And here we are, launching our new category with the first plus-size male model – Zach Miko, who was signed a few months back with ING Models, modeled for Target and became the image of a ‘brawn’ model or the equivalent of ‘curve’ for women. Zach’s stats:

Age: 26

Height: 6ft 6in / 198cm

Waist: 40in / 102cm

On how society views men who have body image issues as un-masculine:

I always had my own body-image struggle. With men, there is still a lot of bravado and false masculinity to get through. You’re not supposed to care about how you look. If you have issues, you aren’t supposed to talk about it. It’s considered weak or un-masculine. Which is stupid. It’s about having feelings that make you human. I think, even now with the progression, you still have that 1950s male mentality of men being strong and emotionless. If it makes men realise that it’s OK to care about how you look, or even feel bad about it and want to change … I have had [body] issues all my life and that can make you insecure. You project those feelings on to others and that can damage relationships. It creates this vicious cycle. It could all be avoided if you opened up and said I do or don’t feel good about myself.

On the cause of his insecurities and trying to make people feel good about themselves:

I was between diets and trying to change the way I look for so long. As an actor, I was told by every casting director that I was too big. But I think I was trying to make other people more comfortable. I have always been a big guy, I was picked on as a kid, and that’s where it came from. We live in a society where “big” and “fat” have become insults, and “skinny”, “little” and “petite” have become compliments. We have come to correlate a negative meaning with “big” and “fat”.

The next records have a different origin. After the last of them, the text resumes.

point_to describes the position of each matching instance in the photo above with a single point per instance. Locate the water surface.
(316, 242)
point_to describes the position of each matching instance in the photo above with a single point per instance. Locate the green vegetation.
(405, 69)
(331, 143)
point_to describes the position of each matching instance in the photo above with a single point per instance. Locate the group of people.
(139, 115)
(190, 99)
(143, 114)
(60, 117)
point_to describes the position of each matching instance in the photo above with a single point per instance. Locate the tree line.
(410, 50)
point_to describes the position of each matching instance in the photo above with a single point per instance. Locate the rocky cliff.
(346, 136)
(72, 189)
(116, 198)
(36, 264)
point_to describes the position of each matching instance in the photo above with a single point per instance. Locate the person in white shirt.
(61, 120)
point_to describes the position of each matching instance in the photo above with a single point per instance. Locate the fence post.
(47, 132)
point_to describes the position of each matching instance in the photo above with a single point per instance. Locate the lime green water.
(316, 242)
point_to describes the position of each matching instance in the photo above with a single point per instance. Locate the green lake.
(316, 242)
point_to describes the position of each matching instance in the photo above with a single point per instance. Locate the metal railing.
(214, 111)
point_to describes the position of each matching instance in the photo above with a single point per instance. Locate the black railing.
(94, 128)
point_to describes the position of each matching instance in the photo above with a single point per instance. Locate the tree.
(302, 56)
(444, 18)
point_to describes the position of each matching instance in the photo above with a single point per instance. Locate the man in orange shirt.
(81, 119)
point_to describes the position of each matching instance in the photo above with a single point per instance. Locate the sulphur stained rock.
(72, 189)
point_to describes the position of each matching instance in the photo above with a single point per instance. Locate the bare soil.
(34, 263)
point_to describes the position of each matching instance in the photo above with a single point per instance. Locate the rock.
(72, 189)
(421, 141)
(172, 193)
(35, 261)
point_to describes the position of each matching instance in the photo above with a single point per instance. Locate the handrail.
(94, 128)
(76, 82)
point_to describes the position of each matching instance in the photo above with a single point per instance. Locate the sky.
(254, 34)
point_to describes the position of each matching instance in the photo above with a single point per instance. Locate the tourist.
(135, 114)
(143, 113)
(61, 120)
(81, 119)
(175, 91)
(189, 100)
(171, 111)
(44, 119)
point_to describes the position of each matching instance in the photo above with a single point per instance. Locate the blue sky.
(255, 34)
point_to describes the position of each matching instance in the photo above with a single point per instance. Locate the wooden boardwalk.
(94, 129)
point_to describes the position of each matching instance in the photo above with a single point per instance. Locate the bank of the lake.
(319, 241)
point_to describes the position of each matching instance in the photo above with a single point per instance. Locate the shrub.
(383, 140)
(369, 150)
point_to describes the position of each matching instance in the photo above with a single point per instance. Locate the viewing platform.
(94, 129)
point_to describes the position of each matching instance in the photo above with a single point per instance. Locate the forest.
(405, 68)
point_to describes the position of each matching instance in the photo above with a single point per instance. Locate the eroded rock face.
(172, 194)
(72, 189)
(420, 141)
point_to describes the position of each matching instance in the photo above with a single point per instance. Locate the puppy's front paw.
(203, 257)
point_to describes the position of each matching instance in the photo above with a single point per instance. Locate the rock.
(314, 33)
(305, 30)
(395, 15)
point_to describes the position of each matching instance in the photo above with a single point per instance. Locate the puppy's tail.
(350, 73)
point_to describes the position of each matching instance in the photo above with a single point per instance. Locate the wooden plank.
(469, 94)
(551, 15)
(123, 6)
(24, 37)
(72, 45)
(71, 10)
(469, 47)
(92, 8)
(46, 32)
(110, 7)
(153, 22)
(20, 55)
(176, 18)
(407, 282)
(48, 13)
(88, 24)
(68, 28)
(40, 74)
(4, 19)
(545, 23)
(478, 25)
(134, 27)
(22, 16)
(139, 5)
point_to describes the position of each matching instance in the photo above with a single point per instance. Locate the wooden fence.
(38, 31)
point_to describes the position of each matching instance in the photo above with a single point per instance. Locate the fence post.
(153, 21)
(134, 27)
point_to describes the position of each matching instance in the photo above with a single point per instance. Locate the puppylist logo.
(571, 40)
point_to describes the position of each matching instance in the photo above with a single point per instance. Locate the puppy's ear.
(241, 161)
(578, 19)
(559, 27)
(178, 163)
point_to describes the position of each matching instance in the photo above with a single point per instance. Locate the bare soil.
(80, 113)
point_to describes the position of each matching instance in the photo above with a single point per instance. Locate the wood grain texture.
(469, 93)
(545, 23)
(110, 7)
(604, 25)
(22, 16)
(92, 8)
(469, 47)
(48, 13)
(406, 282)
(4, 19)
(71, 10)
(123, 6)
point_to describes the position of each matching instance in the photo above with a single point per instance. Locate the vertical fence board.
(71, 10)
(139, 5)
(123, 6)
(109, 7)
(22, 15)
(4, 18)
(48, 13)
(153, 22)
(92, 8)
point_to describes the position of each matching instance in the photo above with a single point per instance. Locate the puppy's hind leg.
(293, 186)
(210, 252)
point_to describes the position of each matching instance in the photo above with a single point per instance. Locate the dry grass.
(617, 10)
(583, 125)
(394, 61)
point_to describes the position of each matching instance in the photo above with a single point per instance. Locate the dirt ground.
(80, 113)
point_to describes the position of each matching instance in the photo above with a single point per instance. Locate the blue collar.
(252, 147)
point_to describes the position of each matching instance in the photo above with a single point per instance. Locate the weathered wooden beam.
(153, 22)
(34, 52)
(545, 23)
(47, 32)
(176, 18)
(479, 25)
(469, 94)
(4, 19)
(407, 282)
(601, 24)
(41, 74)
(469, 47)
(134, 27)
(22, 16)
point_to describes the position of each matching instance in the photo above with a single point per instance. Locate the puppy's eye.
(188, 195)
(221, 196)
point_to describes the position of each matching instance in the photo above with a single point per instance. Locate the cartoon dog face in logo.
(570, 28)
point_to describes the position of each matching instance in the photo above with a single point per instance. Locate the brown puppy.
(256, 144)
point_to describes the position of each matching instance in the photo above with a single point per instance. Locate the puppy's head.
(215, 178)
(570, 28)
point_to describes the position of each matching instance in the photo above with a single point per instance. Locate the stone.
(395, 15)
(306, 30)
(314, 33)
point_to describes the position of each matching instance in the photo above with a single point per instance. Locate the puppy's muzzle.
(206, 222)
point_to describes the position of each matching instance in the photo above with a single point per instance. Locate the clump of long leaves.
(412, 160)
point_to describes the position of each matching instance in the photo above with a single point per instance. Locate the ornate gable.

On the fact that plus0sized people can be healthy:

I am a big advocate of health. I just don’t think you have to be a twig to [be healthy]. Other people don’t have a right to project an idea of unhealthy on to you if you have this extra weight. I think labeling people as unhealthy is unfair. You don’t know what their health is. People think I’m a slob and that I don’t take care of myself. But I do. For starters, I cycle every day. But you do start to internalize that [feeling].

… says Zach.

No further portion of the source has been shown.